Das Verwaltungsgericht Kassel hat die Klage eines Mannes abgewiesen, der sich juristisch gegen die Anordnung einer zweiwöchigen Quarantäne zu Beginn der Coronavirus-Pandemie gewehrt hatte. Die Klage gegen die vom Landkreis Waldeck-Frankenberg im Frühjahr 2020 angeordnete Absonderung sei unzulässig, befand das Gericht laut einer Pressemitteilung bereits Ende vergangener Woche.

Der Kläger hatte sich von Ende Februar bis Anfang März 2020 etwa zehn Tage in Mittelitalien aufgehalten, um in einem kleinen Dorf mit Verwandten an seinem Haus und dem dazugehörigen Weinberg zu arbeiten. Einen Tag nach seiner Rückkehr ordnete der Landkreis eine zweiwöchige häusliche Quarantäne an, weil der Mann sich in einem Corona-Risikogebiet aufgehalten habe. In seiner Klage gegen die Anordnung hatte der Mann betont, Mittelitalien sei zu der Zeit nur wenig betroffen gewesen, habe niedrigere Fallzahlen als Deutschland gehabt und er habe abgesehen von Einkäufen im Supermarkt gar keine Kontakte gehabt.
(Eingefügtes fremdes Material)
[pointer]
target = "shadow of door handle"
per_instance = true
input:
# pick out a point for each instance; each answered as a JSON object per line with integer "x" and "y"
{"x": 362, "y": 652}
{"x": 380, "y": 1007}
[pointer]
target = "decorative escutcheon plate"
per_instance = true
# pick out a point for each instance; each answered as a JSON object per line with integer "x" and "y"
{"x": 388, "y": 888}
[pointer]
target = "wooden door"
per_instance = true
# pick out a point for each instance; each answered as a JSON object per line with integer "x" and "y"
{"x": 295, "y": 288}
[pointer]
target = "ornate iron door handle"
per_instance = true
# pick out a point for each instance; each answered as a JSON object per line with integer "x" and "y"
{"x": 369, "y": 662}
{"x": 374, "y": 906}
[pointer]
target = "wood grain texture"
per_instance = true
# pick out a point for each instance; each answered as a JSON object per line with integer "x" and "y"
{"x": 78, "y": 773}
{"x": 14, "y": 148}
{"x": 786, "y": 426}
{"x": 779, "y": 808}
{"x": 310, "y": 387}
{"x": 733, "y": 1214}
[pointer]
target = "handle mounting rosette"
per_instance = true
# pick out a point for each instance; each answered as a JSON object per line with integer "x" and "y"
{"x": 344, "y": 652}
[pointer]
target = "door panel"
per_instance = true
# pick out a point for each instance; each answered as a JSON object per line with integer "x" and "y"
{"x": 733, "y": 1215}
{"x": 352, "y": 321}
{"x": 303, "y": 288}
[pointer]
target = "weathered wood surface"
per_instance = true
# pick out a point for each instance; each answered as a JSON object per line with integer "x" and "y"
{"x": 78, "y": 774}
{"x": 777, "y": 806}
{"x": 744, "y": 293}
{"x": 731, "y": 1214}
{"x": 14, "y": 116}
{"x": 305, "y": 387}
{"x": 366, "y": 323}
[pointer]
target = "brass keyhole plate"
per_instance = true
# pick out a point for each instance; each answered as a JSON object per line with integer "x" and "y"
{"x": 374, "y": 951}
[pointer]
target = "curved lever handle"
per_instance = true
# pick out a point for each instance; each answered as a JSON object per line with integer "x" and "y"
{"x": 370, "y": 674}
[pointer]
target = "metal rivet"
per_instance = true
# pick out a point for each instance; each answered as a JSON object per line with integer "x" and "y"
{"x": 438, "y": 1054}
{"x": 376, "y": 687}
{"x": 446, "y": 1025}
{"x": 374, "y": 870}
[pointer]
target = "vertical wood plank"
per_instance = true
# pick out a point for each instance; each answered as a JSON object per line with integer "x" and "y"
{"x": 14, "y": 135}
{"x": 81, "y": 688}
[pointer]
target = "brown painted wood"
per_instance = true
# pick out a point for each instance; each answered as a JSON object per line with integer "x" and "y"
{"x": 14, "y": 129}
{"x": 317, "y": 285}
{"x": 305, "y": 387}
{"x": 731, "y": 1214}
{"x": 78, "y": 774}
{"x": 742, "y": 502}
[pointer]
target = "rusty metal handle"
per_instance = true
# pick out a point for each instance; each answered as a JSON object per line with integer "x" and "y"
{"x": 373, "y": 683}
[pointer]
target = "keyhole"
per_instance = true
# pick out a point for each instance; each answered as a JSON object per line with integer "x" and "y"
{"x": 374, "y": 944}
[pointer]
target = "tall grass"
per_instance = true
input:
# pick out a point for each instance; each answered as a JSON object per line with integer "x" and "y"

Das Gericht entschied, dass die Klage unzulässig sei, weil die Gefahr einer erneuten, ähnlichen Anordnung nicht gegeben sei. Die Rechtsgrundlagen seien mittlerweile völlig andere, die Umstände für die Feststellung der Rechtmäßigkeit der Quarantäne hätten sich also geändert. Außerdem hätte der Kläger sich bereits während der zweiwöchigen Quarantäne wehren und Eilrechtsschutz beantragen können, dies habe er aber nicht getan. Die Entscheidung ist noch nicht rechtskräftig.